Monday, April 9, 2012

Growing Apart

I would always here the phrase and think it was the stupidest thing that I ever heard. How do people grow apart?

I think it is quite easy in fact. Although many times it is hard to see, we are constantly changing. You look at a photograph from one year to the next and you many times can see huge changes that little by little day by day you never saw.

Changing, changing, changing. Our ages, our hair, our weight (mostly the wrong direction), our occupation, our interests, our personality even. When I think about the person I was 15 years ago, it is unrecognizable to the person I am today. I am still at my core that girl, but stronger. I have to be, there isn't just me but little babies that need to be taken care of.

Funny, when you hit a wall emotionally speaking. You get up, you shake yourself of, and all of a sudden you think to yourself how did I get here? Do I want to be here? Do I want to be somewhere else?

Deep down, I know that I want to be here and I am hopeful that my husband wants to be here with me too. We have definitely hit a rough patch as of late and writing has always been where I go to put it all together.

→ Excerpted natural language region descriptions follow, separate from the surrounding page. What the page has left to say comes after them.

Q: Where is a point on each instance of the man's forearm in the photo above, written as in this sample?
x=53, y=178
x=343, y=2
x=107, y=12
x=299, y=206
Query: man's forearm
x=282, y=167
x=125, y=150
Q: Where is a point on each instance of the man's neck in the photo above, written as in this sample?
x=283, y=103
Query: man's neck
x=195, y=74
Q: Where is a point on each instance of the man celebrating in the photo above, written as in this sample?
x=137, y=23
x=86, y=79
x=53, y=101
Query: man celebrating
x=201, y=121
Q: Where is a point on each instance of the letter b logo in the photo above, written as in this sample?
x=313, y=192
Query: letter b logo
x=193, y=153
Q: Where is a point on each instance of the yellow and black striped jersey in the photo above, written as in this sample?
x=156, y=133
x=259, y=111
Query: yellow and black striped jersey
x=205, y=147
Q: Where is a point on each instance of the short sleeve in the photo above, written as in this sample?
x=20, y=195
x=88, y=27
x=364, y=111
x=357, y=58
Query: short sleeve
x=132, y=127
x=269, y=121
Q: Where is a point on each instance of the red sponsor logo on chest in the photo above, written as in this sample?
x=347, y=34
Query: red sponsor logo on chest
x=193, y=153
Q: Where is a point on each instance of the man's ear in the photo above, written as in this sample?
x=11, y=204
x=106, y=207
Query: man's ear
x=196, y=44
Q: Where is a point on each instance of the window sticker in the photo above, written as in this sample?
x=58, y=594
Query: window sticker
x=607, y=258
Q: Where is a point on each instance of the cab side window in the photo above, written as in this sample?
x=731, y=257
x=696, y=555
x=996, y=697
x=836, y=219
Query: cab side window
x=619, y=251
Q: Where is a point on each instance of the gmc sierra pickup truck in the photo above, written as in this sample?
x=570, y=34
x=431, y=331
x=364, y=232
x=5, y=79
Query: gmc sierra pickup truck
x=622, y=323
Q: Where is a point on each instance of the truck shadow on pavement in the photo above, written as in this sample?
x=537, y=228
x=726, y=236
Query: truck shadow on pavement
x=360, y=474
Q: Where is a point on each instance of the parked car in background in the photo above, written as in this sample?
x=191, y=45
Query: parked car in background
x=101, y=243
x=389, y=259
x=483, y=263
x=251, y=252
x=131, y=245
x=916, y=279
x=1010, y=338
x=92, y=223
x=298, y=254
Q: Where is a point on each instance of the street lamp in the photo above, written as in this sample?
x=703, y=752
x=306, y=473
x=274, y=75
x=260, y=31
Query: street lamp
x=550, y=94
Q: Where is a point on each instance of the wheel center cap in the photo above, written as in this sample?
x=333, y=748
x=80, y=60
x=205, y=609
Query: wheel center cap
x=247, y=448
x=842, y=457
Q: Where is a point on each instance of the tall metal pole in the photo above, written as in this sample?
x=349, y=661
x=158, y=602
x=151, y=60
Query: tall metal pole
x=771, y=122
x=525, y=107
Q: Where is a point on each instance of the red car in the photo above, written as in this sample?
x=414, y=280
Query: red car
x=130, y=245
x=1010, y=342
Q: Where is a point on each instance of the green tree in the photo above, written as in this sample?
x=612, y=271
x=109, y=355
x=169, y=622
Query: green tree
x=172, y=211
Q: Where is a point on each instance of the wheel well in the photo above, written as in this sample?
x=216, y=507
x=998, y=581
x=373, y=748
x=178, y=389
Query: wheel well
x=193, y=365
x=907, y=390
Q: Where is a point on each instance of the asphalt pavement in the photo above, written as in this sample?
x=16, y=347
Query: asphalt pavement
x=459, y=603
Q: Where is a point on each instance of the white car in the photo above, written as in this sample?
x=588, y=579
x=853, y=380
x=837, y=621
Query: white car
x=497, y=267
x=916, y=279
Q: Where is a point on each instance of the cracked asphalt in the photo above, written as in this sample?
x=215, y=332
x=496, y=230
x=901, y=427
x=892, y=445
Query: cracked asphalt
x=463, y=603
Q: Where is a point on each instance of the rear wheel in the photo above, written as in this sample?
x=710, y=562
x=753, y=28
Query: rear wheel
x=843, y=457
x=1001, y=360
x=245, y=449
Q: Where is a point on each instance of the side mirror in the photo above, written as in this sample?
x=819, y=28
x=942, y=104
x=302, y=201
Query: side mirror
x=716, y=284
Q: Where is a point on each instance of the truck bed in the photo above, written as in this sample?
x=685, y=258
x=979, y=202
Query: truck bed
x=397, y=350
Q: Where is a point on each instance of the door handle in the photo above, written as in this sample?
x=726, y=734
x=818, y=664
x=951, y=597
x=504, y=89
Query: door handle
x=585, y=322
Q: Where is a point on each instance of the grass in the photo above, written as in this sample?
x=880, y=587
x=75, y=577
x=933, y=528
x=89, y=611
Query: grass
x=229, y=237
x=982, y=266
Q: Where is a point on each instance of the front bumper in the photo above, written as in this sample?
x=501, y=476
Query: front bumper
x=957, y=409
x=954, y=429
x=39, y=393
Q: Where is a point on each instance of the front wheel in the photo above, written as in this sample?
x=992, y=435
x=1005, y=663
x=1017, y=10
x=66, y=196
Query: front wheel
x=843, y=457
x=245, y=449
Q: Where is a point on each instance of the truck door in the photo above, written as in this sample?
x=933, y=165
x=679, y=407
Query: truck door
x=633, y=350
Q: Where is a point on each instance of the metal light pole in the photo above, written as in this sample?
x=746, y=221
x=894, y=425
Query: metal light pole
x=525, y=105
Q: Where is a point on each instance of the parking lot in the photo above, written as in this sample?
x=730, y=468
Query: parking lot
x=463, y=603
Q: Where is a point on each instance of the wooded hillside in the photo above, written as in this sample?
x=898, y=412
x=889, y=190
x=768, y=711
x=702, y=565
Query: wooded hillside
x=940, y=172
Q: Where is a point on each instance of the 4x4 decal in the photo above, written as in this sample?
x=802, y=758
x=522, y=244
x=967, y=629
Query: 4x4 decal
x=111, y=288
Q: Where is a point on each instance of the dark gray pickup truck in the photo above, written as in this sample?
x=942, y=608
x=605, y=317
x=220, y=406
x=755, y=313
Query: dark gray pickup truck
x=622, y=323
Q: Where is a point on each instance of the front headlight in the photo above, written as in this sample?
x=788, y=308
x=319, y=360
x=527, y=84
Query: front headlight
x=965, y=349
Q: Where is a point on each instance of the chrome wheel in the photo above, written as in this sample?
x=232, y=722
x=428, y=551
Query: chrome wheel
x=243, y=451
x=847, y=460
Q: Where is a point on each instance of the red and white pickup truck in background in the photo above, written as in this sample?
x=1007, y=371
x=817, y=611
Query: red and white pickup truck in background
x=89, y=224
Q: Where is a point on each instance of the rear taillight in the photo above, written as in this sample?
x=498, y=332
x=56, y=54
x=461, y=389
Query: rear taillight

I am just going to keep praying that somehow, someway it works out and we find our way back to even ground where we can start fresh. Maybe, if you wouldn't mind you could say a prayer or two as well?

5 comments:

  1. You are not alone. Reach out to other twin mommies. I hear that relationships are troubled the first year of life. Hang in there. Praying...

    ReplyDelete
  2. Praying things even out and you can find that connection again. Stronger than before.

    ReplyDelete
  3. I am a fellow twin mommy. The first year is so brutal, I thought for sure our marriage was over. After the first year it got better and more manageable and now that they are almost two we are back on track and more in love than we ever have been. Hang in there! Bringing one child in the world is a shock, especially to the dad who hasn't been feeling the pregnancy for the time you have, so two is really hard on both people. Hang in there, I swear it gets so much better,

    ReplyDelete
  4. Thank you everyone for the kind words. I definitely feel like we are swaying back and forth at warp speed. I know we will make it through though...

    ReplyDelete
  5. My twins are 7 mths old and the most shocking part of the whole adventure has been the unexpected strain on our relationship. I have heard that we are totally normal in this but it has been scary and unsettling for sure. I have no words of wisdom, just a "me too!" and any comfort that knowing you're not alone can offer.